The interpersonal communication that occurs during a relationship deterioration/dissolution looks to explain the possible "why" behind the relationship breakup and the communication steps that a breakup seems to follow. Studies have researched on the predictors of breakups, the breakup process, the strategies employed, the impact of the breakups and finally the process to move on emotionally from the broken relationship.

Definition
Relationship dissolution "refers to the process of the breaking up of relationships (friendship, romantic, or marital relationships) by the voluntary activity of at least one partner." This article examines two types of relationship dissolution, the non-marital breakup and the marital breakup. The differences are how they are experienced, how they must be studied and how they might survive. Nonmarital breakups help us understand the nature of the issues involved and the patterns of grief experienced, they are meaningful to both persons, creating crisis in intimacy, personal and social development and future commitment expectations. Surviving a nonmarital breakup provides the opportunity to self-discovery, generosity, dignity and nobility of grief, and the promise of recovery (Weber, 1992). In marital breakups, more negotiation and delayed dissolution may occur because of the presence of children (Johnson, 1982) called a barrier force. Not all breakups should be considered a "failure", because they didn't last long enough or hit yearly marks as dictated by society. Some breakups may serve a distinct, positive change for one of the partners if there is abuse or other negative factors in the relationship.

Breakup factors
No relationship is established with the thought that it will end with heartache and grief, at least experienced by one of the couple. Why do we bother if the common belief is that at least 50% or more marriages end in divorce? Jones & Burdette, 1994, state in their work that we face two daunting risks when we pursue an intimate relationship with another: rejection and betrayal. This is countered with our social need to belong which usually trumps the risks. Hill, Rubin, and Peplau conducted a study in 1976 where 231 heterosexual couples agreed to complete a questionnaire about their relationship for two years. Only 128 couples survived the two years together, but it was the information gathered from the 103 couples that provided substantial information on  breakup factors.

Predictors
 Dissimilarity among the couples in age, education, and physical attraction
 Those who said they "loved" each other stayed together compared to those who simply "liked" each other.

Process
Hill et al. (1976) found that the peak season for a breakup is when there are changes in one's life, which may force the relationship to be examined as to whether it can be sustained over time, distance, or other change in lifestyle. Women were more likely to be the initiators of change.

Impact
 Men were hit harder by the breakup than the women in the Hill et al. study (1976), they felt more depressed, lonely, unhappy, less free—but less guilty.
 Women were less clingy and sentimental, and more pragmatic about the future of the relationship and how it would impact their lives—they had more at stake in finding the right partner.
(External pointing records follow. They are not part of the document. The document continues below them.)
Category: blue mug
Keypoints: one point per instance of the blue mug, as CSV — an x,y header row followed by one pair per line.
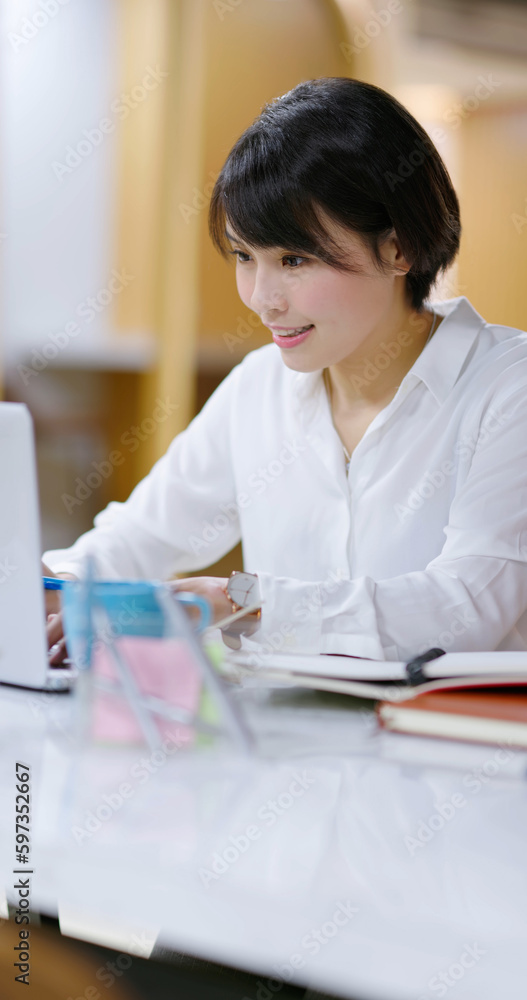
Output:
x,y
130,608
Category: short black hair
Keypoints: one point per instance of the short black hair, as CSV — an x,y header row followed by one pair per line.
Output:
x,y
353,150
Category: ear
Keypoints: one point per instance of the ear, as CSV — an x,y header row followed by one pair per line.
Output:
x,y
391,252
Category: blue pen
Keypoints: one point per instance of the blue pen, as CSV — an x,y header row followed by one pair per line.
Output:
x,y
53,583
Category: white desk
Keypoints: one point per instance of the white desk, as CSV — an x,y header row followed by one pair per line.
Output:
x,y
338,842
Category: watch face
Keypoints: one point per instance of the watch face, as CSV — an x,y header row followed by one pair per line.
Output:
x,y
243,589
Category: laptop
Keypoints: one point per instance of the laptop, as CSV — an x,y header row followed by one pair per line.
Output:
x,y
23,647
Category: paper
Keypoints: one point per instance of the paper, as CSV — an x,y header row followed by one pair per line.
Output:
x,y
354,668
162,668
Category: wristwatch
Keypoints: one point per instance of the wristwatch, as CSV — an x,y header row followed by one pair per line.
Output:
x,y
243,590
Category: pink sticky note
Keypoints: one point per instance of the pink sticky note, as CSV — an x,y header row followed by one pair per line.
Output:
x,y
163,668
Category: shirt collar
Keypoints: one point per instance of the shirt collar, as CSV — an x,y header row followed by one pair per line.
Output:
x,y
438,365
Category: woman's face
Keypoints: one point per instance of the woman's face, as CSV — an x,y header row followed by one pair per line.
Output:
x,y
342,311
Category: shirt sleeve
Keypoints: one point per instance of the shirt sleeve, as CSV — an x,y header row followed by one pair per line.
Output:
x,y
468,598
181,517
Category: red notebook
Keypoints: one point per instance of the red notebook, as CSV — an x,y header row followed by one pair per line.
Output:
x,y
479,716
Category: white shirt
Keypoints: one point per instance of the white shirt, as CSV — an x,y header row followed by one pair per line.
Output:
x,y
423,543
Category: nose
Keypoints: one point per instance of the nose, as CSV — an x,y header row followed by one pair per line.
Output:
x,y
268,296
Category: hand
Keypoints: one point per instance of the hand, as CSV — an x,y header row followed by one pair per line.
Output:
x,y
54,625
209,587
212,589
55,636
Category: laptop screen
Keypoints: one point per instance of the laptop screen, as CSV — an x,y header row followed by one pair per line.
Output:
x,y
23,653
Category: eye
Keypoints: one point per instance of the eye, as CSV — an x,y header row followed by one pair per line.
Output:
x,y
239,254
294,257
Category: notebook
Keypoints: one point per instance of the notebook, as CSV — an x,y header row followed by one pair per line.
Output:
x,y
480,716
23,646
382,679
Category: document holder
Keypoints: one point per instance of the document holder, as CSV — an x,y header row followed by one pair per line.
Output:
x,y
143,668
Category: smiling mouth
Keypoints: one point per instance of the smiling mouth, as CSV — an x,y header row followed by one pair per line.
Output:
x,y
293,333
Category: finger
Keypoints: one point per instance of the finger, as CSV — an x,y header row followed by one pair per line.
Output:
x,y
231,640
58,652
54,630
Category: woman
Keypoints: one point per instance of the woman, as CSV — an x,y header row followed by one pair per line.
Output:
x,y
373,459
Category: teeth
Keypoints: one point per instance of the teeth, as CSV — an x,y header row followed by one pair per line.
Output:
x,y
295,333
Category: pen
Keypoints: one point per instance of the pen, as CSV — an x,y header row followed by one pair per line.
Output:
x,y
53,583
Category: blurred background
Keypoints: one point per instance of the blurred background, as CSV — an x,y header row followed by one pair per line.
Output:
x,y
118,317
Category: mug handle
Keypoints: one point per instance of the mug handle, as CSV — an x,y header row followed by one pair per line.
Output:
x,y
199,602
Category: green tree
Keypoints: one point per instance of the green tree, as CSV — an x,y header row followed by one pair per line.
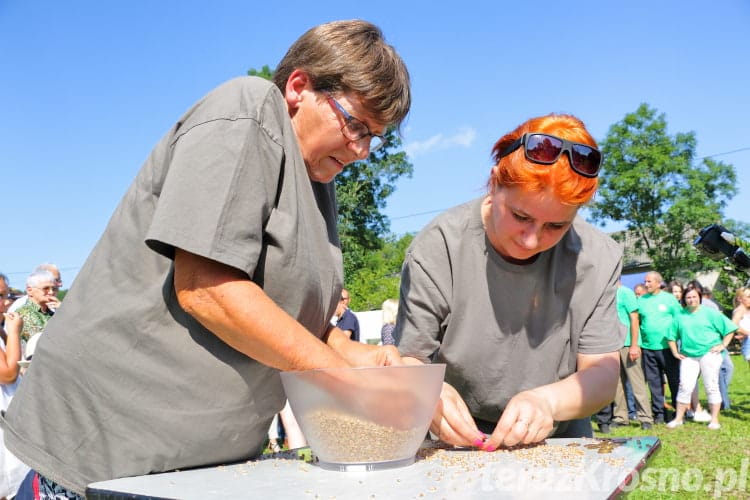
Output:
x,y
379,277
651,182
361,190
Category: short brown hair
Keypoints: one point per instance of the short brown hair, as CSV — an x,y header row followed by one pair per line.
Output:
x,y
352,56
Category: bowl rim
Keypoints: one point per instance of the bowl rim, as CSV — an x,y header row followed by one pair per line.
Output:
x,y
363,368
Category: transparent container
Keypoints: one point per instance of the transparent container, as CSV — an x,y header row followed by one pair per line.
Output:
x,y
360,419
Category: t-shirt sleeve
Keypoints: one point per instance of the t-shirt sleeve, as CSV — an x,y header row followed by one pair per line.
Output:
x,y
424,304
603,331
218,193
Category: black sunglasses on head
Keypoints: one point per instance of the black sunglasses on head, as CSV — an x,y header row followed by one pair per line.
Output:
x,y
546,150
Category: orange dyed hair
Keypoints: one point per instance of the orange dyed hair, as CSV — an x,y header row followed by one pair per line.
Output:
x,y
515,170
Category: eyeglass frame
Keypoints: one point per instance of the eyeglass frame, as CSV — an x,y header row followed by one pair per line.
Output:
x,y
348,118
566,147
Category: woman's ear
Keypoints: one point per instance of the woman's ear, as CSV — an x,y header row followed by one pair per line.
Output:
x,y
296,84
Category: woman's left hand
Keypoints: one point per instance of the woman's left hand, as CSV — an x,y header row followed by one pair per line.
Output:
x,y
526,419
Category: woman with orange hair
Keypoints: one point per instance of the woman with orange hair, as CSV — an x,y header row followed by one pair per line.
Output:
x,y
516,294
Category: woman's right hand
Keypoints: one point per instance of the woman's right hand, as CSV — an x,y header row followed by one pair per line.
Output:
x,y
452,422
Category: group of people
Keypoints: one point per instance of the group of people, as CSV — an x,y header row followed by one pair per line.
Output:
x,y
221,267
676,334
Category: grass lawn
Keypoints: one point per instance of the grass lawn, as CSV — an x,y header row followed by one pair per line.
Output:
x,y
695,462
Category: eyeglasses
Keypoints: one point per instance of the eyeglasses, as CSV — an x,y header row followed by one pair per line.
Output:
x,y
546,150
354,129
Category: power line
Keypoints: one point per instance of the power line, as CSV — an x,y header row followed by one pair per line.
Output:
x,y
726,153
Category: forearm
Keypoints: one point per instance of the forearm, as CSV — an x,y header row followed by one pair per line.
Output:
x,y
586,391
240,313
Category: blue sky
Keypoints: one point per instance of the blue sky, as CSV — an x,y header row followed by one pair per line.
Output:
x,y
87,88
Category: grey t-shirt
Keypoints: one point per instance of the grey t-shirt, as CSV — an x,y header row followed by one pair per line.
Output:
x,y
503,328
125,382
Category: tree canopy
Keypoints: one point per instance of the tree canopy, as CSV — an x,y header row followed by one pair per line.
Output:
x,y
652,182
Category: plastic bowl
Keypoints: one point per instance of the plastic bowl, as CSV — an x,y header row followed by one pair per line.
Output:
x,y
365,418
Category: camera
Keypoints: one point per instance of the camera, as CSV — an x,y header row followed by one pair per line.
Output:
x,y
717,242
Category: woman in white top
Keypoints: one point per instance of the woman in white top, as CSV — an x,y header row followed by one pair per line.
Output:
x,y
12,470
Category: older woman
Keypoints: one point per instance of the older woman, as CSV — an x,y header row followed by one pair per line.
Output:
x,y
41,303
220,267
703,334
516,294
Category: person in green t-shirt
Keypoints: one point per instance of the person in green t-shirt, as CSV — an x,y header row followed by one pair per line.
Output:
x,y
631,368
658,311
703,334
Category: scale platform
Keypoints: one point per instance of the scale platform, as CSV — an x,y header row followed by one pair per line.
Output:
x,y
580,468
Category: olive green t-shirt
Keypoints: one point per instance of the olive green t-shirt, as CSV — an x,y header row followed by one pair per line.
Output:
x,y
125,382
503,328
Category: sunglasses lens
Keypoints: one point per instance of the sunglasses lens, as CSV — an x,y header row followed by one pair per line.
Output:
x,y
585,159
543,148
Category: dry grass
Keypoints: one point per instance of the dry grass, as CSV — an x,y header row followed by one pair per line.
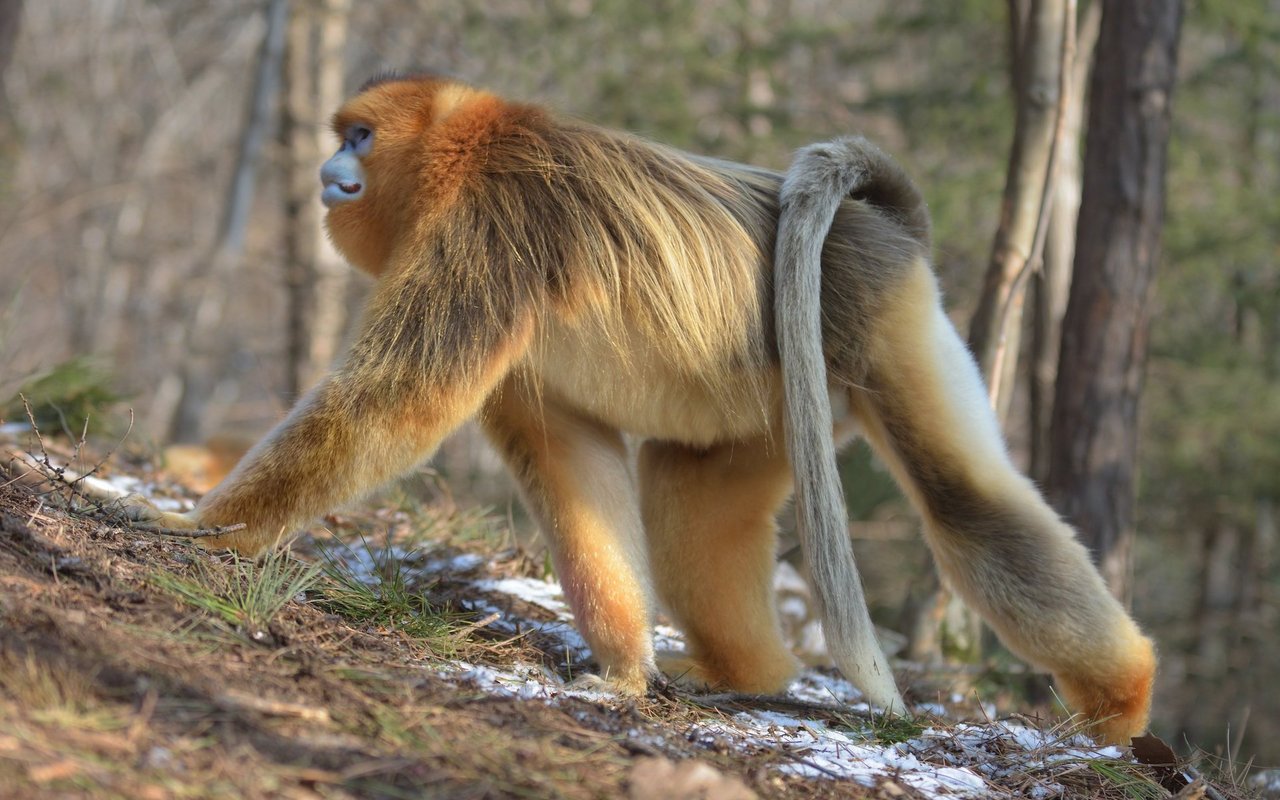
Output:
x,y
133,666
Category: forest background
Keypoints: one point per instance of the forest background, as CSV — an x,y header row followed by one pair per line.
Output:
x,y
128,127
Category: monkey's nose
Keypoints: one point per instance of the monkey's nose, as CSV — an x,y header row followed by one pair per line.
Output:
x,y
342,178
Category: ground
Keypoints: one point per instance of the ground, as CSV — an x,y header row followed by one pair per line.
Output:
x,y
414,653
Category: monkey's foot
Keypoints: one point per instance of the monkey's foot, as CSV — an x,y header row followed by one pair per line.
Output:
x,y
685,672
626,688
764,672
1118,699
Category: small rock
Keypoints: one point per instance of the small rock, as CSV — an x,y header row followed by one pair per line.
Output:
x,y
661,778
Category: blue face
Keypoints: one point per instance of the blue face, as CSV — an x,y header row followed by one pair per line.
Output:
x,y
343,176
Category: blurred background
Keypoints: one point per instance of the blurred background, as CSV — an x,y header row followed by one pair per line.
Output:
x,y
160,241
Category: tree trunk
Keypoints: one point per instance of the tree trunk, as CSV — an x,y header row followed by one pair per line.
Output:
x,y
1052,280
315,275
1041,40
1095,425
1037,76
201,380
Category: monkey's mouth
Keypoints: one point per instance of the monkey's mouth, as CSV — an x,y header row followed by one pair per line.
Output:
x,y
337,192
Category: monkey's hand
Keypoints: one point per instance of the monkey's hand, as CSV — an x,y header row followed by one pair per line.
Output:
x,y
142,513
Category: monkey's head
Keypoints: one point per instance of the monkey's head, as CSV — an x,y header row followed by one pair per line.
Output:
x,y
385,176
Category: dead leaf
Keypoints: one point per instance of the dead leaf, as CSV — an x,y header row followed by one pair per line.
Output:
x,y
1196,790
48,773
661,778
1160,757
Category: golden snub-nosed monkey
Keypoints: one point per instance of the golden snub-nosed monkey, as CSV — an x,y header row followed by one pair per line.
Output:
x,y
568,286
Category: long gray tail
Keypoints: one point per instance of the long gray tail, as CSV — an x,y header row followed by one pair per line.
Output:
x,y
819,179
Duck's topographical model
Steve Duck (1981) developed a topographical model of relationship disengagement and dissolution, whether married or not, in which he outlined four models of dissolution: pre-existing doom, mechanical failure, process loss and sudden death.

Pre-existing doom
 Couples who are badly  matched from the start, no matter what the initiation action involved, it could not overcome personal differences.

Mechanical failure
 When things break, where communication may be poor or interactions go badly. Without communication a relationship will never survive.

Process loss
 Relationships that die because they do not reach their potential, albeit a slow death, because of poor productivity or communication on one or both of the members of the dyad.

Sudden death
New information on a partner can produce sudden death of the new relationship with a trust violation. Davis (1973) described three conditions that produce "sudden death" in a relationship: two-sided subsidence, in which both members of the couple maintain a formal relationship with no intimacy; one-sided subsidence, where one partner is dependent and hangs on, while the other actively seeks to end the relationship; and zero-sided subsidence which is an abrupt ending primarily brought on by outside factors that makes retreat or repair impossible.

Breakup strategies
There are at least fifteen strategies used to terminate relationships and are set apart by whether they are unilateral or bilateral and indirect or direct (Baxter, 1982, 1984).

Unilateral and indirect
 Withdrawal of supportiveness and affection
 Pseudo de-escalation – purports that the relationship will benefit by separation
 Cost escalation – attempts to make the relationship unattractive to the partner
 Relational ruses – leaking an impending breakup to a friend or third party
 Avoidance behaviors|Avoidance – from complete evasion to decreased contact

Unilateral and direct
 The direct dump – simple statement that the relationship is over
 Dates with other people
 Justification – explanation why the relationship is ending
 The relationship talk trick – talking about "problems"
 Threats and bullying
 Positive tone – painting the picture that "it's nobody's fault, it's just over"
 De-escalation – breaking up to see if the relationship endures

Bilateral and indirect
 Fadeaway – both people in the relationship grow apart

Bilateral and direct
 The blame game – both partners dissatisfied and blaming each other
 Negotiated farewell – realize problems cannot be solved and negotiate breakup

Duck's Stages of dissolution
Steve Duck's (1982) four stages of relationship dissolution, each very distinctive with specific components, are moved through once one or both of the partners have crossed a cognitive threshold.

Intrapsychic stage
Intrapsychic stage begins with one partner who is dissatisfied and secretively searches for a way to "fix" the relationship. Vaughan (1986) states that uncoupling begins with a secret, and Duck asserts that the secret of unhappiness is kept that way through the intrapsychic stage.

Dyadic stage
Dyadic stage where the dissatisfied partner decides to fix the problem by confronting the other partner, thus entering into uncharted territory. This may not fix what is wrong and just continue to draw out the relationship until the unhappy partner becomes determined to depart, which will move the relationship into the next phase.

Social stage
Social stage is when the partners devise their accounts of how the breakup happened and how they will present it to their social circles. If it is in fact the end, they will cross over into the final phase of relationship dissolution.

Grave-dressing stage
Grave-dressing stage is simply the "attempt to bury and describe the relationship" stage. Partners now create an acceptable story about their love and loss, do whatever cognitive work, including introspection, attribution, rationalization, and reassessment of self and other, which is necessary in order to get over the deceased relationship.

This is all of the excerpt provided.